In a recently released video, a man who says he is the leader of extremist group Boko Haram denied a claim that successful ceasefire talks had taken place between the group and Nigerian officials laying out a plan for the return of over 200 schoolgirls kidnapped from Chibok in April. Now, their families are still waiting.

Nigerian officials had announced the ceasefire would lead to the release of the girls, but in the video a man named Abubakar Shekau claims the Nigerian government had negotiated with a man who does not represent Boko Haram. Nigeria will hold general elections in three months, a fact that some believe is leading the government to handle the situation with Boko Haram poorly. Others point out that Boko Haram is not always a unified group, and that one faction may agree to a ceasefire while another may not.

“[Boko Haram] has split into many factions with varying aims, to the point that some believe it is too fragmented to present a common front for dialogue,” wrote International Crisis Group in a report released earlier this year.
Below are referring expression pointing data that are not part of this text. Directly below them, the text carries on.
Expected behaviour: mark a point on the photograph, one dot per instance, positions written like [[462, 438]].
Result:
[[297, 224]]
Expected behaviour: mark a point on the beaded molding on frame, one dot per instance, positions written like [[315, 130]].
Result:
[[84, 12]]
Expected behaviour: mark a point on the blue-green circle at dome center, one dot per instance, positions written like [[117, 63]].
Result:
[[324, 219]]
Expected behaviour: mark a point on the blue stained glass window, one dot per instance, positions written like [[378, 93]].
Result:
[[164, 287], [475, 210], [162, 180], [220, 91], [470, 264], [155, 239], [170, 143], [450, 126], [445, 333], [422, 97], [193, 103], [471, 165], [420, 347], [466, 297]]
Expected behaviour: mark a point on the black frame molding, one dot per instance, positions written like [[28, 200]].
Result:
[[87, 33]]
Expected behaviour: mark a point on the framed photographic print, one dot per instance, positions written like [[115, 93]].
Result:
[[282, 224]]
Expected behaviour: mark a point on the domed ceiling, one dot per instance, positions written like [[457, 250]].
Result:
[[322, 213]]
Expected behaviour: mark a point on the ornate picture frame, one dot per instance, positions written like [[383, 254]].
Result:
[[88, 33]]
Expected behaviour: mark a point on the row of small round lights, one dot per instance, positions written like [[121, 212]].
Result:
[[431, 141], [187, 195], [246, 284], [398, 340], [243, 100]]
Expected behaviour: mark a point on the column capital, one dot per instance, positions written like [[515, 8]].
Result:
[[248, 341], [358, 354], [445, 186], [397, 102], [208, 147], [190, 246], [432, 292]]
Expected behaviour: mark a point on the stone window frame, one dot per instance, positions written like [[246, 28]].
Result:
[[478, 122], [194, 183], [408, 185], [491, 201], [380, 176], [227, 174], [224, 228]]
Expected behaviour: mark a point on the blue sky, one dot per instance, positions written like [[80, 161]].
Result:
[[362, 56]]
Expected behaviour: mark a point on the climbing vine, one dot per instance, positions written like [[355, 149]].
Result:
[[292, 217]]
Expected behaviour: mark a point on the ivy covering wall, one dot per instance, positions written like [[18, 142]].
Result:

Instead of releasing the schoolgirls, Boko Haram has continued its attempt to takeover Nigeria’s northeastern region. According to residents in Mubi, the town has been renamed by Boko Haram from Mubi to “Madinatul Islam,” which translates to “City of Islam.” Thousands have fled the towns taken over by Boko Haram and have taken refuge nearby.

International activists and human rights organizations have pressured Nigerian officials to concentrate on the release of the schoolgirls during ceasefire talks, but Boko Haram has been unwilling to negotiate every step of the way. Directly after Nigerian officials seemed certain a truce had been agreed upon, Boko Haram reportedly kidnapped more girls and women. Veteran diplomat Bolaji Akinyemi told BBC News that peaceful negotiation may no longer be a reasonable solution.

“The government needs to stop sending mixed signals about the possibilities and now consider that maybe the solution is a military one,” Akinyemi said. “Unfortunately we have to accept that the loss of lives is inevitable and maybe we need to prepare ourselves for that.”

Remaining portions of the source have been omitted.